The University of California at
Berkeley, a famous hotbed of anti-US rhetoric and student protest during
the Vietnam War, broke out in a "Rally for America" yesterday as a coalition
of student activists and fraternities gathered to back President George
W. Bush's "war against terrorism."
From the steps of Sproul Hall, the
place where some scholars of the 1960s say American student protest and
anti-war activism got its start, 150 students rallied for a show of unity
behind the US government after the attacks on New York and Washington,
DC.
Rally supporters waved American
flags and hoisted signs with such slogans as, "Whip Terrorism," and "We
Cannot Stand Idle," while student speakers called for military action against
those they called terrorists, praised the United States, and denounced
anti-war activists as unpatriotic.
"This is 2001, not 1968," said rally
coordinator Randy Barnes, a Berkeley senior majoring in Mass Communications.
"This is not Vietnam, but an act of aggression against the United States."
Before the rally, Barnes borrowed
the language of the Vietnam War era by saying that he wanted to give voice
to the "silent majority" of students that he said do not blame US foreign
policy for the attacks on September 11, and who want to see a punishing
military response. "We are average students," said Barnes. "We are here
to go to class and get an education. We are not the readymade, professional
protesters of Berkeley."
While the rally's supporters cheered
and pumped flags, a group of counter-demonstrators, some of them students,
chanted, "1-2-3-4, We don't want your racist war," and held aloft banners
with anti war messages.
Barnes and his supporters took pains
to say that the rally was pro-American and not pro-war, but the language
from the podium was often bellicose and many in the anti-war group saw
the rally as a bloodthirsty call to arms.

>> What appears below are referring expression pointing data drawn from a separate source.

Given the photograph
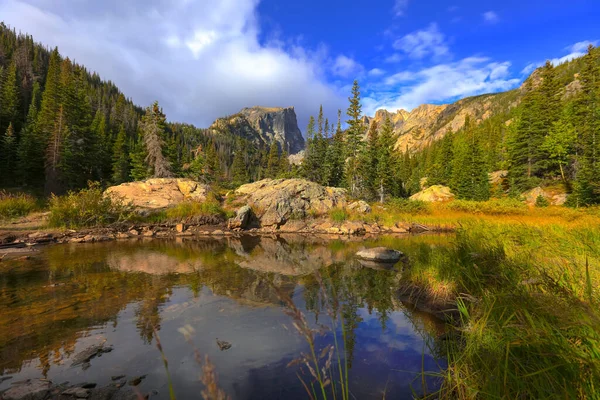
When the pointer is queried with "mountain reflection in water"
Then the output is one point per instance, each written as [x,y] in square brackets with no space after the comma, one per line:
[73,296]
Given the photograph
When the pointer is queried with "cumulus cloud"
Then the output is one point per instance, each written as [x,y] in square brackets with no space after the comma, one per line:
[200,59]
[490,17]
[441,83]
[422,43]
[400,7]
[575,50]
[346,67]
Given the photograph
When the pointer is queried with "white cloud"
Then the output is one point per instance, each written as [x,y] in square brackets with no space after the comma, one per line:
[575,50]
[400,7]
[423,43]
[200,59]
[346,67]
[441,83]
[490,17]
[376,72]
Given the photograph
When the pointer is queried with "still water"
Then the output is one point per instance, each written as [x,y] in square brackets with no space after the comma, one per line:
[67,298]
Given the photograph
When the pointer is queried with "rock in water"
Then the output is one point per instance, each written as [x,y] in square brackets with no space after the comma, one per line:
[380,254]
[241,219]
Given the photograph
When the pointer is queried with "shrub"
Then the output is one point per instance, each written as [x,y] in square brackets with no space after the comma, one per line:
[15,205]
[88,207]
[409,206]
[338,214]
[541,201]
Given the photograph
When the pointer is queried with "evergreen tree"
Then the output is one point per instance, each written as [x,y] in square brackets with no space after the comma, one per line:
[354,142]
[8,156]
[273,163]
[120,158]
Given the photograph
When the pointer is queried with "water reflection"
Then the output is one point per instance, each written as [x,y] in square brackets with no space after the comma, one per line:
[74,296]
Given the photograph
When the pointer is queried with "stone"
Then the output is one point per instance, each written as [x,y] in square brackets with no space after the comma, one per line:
[435,193]
[276,201]
[241,219]
[159,193]
[31,389]
[77,392]
[360,206]
[380,254]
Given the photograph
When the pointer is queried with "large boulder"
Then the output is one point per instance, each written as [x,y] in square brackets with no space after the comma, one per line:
[435,193]
[159,193]
[275,201]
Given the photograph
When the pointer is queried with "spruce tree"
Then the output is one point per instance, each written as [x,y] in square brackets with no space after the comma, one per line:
[354,142]
[120,158]
[8,156]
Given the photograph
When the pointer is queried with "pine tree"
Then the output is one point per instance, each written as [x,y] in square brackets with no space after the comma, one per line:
[273,162]
[153,130]
[354,143]
[10,103]
[385,180]
[8,156]
[120,158]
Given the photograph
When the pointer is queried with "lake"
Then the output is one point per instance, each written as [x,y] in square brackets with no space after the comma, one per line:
[68,298]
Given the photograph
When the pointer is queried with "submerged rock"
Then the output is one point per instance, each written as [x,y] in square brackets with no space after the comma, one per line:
[380,254]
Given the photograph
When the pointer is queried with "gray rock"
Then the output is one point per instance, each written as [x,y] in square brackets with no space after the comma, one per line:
[31,389]
[380,254]
[241,219]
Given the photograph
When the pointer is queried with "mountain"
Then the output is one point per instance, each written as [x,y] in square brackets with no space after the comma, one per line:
[428,123]
[264,126]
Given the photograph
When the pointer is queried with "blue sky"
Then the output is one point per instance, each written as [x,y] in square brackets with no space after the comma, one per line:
[204,59]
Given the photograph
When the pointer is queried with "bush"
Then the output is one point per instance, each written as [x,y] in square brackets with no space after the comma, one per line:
[409,206]
[15,205]
[89,207]
[504,206]
[541,201]
[338,214]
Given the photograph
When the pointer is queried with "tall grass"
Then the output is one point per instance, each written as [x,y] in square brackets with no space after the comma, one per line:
[15,205]
[526,297]
[86,208]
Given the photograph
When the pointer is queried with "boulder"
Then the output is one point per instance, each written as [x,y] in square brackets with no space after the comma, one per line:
[275,201]
[159,193]
[380,254]
[435,193]
[360,206]
[241,219]
[31,389]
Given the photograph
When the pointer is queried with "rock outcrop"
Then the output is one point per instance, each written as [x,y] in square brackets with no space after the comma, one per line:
[278,201]
[432,194]
[264,126]
[159,192]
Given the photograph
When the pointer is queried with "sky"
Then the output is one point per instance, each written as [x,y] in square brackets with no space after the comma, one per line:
[203,59]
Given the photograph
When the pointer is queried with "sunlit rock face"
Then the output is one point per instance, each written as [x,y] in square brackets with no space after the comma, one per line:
[264,126]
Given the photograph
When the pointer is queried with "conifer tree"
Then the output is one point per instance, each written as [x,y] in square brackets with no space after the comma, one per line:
[120,158]
[354,143]
[8,156]
[273,163]
[153,130]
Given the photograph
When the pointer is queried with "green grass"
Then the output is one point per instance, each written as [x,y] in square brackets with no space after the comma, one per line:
[87,208]
[527,298]
[16,205]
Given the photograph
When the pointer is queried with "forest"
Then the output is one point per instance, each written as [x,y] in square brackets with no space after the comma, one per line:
[63,127]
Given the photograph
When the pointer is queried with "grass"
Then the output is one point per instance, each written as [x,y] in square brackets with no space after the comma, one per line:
[87,208]
[527,298]
[16,205]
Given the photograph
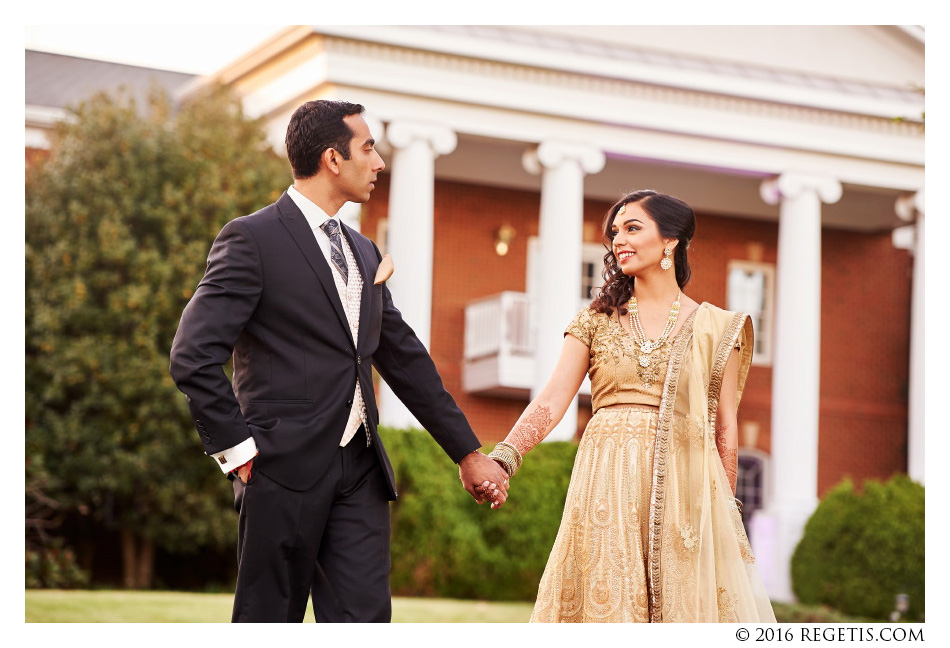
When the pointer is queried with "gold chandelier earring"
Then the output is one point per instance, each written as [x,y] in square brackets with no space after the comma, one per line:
[667,263]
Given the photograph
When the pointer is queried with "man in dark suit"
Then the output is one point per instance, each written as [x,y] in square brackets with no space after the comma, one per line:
[289,291]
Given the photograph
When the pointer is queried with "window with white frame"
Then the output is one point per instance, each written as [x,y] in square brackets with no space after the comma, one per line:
[751,482]
[750,288]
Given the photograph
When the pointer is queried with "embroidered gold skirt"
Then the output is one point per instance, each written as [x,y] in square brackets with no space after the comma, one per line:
[597,570]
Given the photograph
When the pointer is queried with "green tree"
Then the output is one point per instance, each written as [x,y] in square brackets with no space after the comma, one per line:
[119,221]
[862,548]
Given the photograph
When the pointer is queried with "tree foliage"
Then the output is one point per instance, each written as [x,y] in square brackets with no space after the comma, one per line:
[861,549]
[119,221]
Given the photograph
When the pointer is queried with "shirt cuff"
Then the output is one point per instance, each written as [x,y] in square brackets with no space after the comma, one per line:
[237,456]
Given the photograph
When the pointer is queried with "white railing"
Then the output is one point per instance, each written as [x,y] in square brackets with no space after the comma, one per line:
[498,325]
[499,347]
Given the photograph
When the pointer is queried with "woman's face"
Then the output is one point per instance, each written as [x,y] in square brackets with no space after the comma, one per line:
[637,243]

"I'm not against the US" said Patricia
Mueller-Moule, a graduate student at Berkeley and an anti-war activist.
"This is a pro-US rally, but I assume there will be some people here who
want war. They shout, Win the war.' I'm just against the war."
Robb McFadden, president of the
university's Republican club, and a junior majoring in political science,
blasted what he described as anti-American sentiment on campus. "There
is an unwritten rule in Berkeley: Blame America," McFadden told the rally.
The rally closed with a minute of silence observed by both factions of
the demonstration.
But students with American flags
quickly squared off against students hoisting Palestinian flags. And as
the public address system played Neil Diamond's, Coming to America heated
arguments erupted in several corners of the plaza.
Across this campus of 31,000 students,
most people seemed unaware of the protest at Sproul plaza, perhaps because
last Thursday an anti war rally drew 10 times the number of demonstrators.